CoinDesk, meanwhile, includes a separate quoted perspective from Paxos Labs cofounder Chunda McCain, stating that “Firms using stablecoins can reshape margins by cutting costs, unlock credit and earn yield, but not every company needs to issue a token.”

In the same CoinDesk piece, it frames stablecoins as entering “a new phase” in which companies focus less on “basic infrastructure” and more on “concrete business uses, such as yield and credit,” quoting McCain again: “Stablecoins are entering a new phase in which companies focus less on basic infrastructure and more on concrete business uses, such as yield and credit.”
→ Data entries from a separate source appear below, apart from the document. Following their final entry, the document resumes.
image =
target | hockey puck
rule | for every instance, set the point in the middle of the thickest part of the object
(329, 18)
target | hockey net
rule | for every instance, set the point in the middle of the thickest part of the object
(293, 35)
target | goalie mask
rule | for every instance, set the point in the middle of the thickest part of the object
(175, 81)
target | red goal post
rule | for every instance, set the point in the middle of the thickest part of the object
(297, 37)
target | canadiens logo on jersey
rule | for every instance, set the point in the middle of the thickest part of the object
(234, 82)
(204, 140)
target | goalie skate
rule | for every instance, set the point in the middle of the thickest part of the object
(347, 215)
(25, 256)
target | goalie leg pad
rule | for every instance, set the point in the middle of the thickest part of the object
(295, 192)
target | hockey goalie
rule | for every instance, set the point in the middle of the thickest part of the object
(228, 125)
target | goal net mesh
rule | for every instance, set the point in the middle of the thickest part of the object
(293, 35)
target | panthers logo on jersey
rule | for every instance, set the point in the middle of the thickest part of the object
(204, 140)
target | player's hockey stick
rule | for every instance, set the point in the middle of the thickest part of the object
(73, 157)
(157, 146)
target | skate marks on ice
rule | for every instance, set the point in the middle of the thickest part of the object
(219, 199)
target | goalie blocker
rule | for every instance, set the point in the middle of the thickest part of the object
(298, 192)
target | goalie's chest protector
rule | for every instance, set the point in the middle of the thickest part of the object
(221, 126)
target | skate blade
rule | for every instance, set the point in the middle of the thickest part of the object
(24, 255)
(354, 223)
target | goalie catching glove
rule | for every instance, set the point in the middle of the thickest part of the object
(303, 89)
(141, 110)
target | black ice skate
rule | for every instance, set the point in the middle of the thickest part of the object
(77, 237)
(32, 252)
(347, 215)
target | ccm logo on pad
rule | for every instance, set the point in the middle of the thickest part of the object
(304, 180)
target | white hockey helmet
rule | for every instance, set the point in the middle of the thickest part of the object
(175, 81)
Taken together, the two articles present a consistent theme: institutions and firms are seeking yield-oriented structures, whether through tokenized Bitcoin funds or stablecoin business applications.

Divergent framing and next steps

CoinDesk’s survey story is quantitative and forward-looking, highlighting that “31% of respondents now hold a positive outlook on crypto over the next year, up from 25% in 2024,” and that “Most expect relatively modest allocations — typically between 2% and 5%.”

Image from CoinDesk
CoinDeskCoinDesk

It also stresses that “Still, barriers remain,” listing “Concerns around volatility, counterparty risk and the lack of established valuation frameworks” and noting that “Regulatory uncertainty, while improving, has not fully disappeared.”

DiarioBitcoin’s framing is more product-centric and operational, describing a specific tokenized fund with a “suscripción mínima de USD $250,000,” a “jurisdicción de las Islas Caimán,” and a custody setup involving “Komainu, una empresa conjunta entre Nomura, CoinShares y Ledger.”

It also states a performance target of “un retorno neto excedente superior al 5% anual por encima del desempeño de Bitcoin,” measured over “periodos rodantes de 12 meses,” and it specifies that the fund is “disponible exclusivamente para inversores acreditados en jurisdicciones elegibles fuera de Estados Unidos.”

Taken together, the next steps implied by the reporting are clear in each source: CoinDesk suggests institutions are shifting toward “how to do so,” while DiarioBitcoin shows that Laser Digital is packaging Bitcoin exposure with yield strategies and tokenization infrastructure.